Der Aus­kunfts­an­spruch eines treu­hän­de­risch betei­lig­ten Gesell­schaf­ters

Zwar besteht zwi­schen den Treu­ge­bern der Fonds­ge­sell­schaft kei­ne Innen­ge­sell­schaft, aller­dings ist der mit­tel­bar über einen Treu­hän­der betei­lig­ten Gesell­schaf­ter im hier vom Bun­des­ge­richts­hof ent­schie­de­nen Fall nach den Bestim­mun­gen des Gesell­schafts­ver­trags im Innen­ver­hält­nis zur Gesell­schaft und den mit­tel­ba­ren und unmit­tel­ba­ren Gesell­schaf­tern einem unmit­tel­ba­ren Gesell­schaf­ter gleich­ge­stellt. Einem der­art gleich­ge­stell­ten Gesell­schaf­ter steht nach der Recht­spre­chung des Bun­des­ge­richts­hofs ein Anspruch auf Aus­kunft über die Namen und Anschrif­ten der ande­ren (mit­tel­ba­ren und unmit­tel­ba­ren) Gesell­schaf­ter zu. Die­sen Anspruch kann der Treu­hand­ge­sell­schaf­ter (auch) gegen die regis­ter­füh­ren­de Mit­ge­sell­schaf­te­rin als regis­ter­füh­ren­de Treu­hand­kom­man­di­tis­tin gel­tend machen.

Aus­kunfts­an­spruch des mit­tel­bar betei­lig­ten Gesell­schaf­ters[↑]

Dem Treu­hand­ge­sell­schaf­ter steht ein Anspruch auf Aus­kunft über Namen und Anschrif­ten sei­ner Ver­trags­part­ner, den unmit­tel­ba­ren Gesell­schaf­tern und den die­sen im Innen­ver­hält­nis gleich­ge­stell­ten (ande­ren) Treu­ge­bern, zu.

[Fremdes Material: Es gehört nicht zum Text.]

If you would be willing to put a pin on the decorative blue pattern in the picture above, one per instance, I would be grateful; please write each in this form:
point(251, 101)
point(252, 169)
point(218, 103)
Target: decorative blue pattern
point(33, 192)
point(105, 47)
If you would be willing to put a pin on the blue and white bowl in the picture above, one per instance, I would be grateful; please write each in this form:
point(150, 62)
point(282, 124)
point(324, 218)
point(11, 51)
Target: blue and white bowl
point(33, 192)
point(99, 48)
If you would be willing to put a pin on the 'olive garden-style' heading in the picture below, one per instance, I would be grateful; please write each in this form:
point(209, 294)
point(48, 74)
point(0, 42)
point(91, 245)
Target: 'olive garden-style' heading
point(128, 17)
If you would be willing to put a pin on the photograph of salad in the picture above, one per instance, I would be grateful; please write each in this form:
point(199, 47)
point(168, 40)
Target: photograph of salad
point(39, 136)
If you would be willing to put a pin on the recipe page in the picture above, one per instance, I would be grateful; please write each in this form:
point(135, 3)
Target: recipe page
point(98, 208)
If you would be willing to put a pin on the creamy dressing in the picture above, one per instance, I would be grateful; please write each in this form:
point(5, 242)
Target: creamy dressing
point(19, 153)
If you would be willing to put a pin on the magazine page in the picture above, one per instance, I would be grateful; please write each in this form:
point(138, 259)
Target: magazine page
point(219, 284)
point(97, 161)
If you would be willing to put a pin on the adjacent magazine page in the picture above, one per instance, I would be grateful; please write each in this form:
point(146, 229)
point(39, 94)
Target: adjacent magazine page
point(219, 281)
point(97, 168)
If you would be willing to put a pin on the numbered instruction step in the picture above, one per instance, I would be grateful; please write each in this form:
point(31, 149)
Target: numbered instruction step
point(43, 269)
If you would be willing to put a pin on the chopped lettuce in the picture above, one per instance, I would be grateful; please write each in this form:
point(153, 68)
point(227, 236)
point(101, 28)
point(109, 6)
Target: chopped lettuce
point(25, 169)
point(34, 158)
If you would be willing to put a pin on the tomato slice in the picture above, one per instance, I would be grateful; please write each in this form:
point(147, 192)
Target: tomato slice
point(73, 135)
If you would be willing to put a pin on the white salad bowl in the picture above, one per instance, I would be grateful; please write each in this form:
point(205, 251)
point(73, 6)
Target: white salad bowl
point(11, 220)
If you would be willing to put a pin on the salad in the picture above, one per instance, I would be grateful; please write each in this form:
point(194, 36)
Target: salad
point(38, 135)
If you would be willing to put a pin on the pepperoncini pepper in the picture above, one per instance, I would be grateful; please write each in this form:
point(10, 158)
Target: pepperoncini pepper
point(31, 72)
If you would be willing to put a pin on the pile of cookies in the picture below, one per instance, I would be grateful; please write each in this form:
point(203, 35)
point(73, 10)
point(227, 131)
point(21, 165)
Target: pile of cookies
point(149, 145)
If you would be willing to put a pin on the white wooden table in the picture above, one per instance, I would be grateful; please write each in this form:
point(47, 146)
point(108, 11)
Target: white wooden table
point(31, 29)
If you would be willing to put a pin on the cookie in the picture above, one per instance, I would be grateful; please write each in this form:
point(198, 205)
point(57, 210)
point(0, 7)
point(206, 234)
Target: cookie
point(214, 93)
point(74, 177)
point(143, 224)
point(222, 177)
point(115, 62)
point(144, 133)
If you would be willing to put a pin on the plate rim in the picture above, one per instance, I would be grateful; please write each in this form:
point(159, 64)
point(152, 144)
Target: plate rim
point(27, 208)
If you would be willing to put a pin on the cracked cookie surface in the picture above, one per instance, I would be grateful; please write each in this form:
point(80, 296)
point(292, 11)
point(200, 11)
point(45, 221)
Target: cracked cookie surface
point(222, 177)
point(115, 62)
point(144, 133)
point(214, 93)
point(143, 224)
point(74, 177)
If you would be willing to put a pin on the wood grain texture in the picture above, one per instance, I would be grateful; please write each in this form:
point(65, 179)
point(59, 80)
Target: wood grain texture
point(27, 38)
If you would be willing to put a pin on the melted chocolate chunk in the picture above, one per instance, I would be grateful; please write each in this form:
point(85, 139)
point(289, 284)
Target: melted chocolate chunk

Wie der Bun­des­ge­richts­hof bereits mit Beschluss vom 21.09.2009 [1] und mit Urteil vom 11.01.2011 [2] ent­schie­den hat, ist bei einem Gesell­schafts­ver­trag einer Per­so­nen- bzw. Per­so­nen­han­dels­ge­sell­schaft das Recht, sei­nen Ver­trags­part­ner zu ken­nen, selbst­ver­ständ­lich. Es folgt als unent­zieh­ba­res mit­glied­schaft­li­ches Recht aus dem durch den Gesell­schafts­ver­trag begrün­de­ten Ver­trags­ver­hält­nis als sol­chem [3]. Das auf Kennt­nis sei­ner Mit­ge­sell­schaf­ter gerich­te­te Aus­kunfts­be­geh­ren des Gesell­schaf­ters ist ledig­lich durch das Ver­bot der unzu­läs­si­gen Rechts­aus­übung (§ 242 BGB) und das Schi­ka­ne­ver­bot gemäß § 226 BGB begrenzt [4]. Die­ses Aus­kunfts­recht steht auch einem Treu­ge­ber zu, der im Innen­ver­hält­nis der Gesell­schaf­ter unter­ein­an­der und der Gesell­schaf­ter zu den Treu­ge­bern einem unmit­tel­bar betei­lig­ten Gesell­schaf­ter gleich­ge­stellt ist [5].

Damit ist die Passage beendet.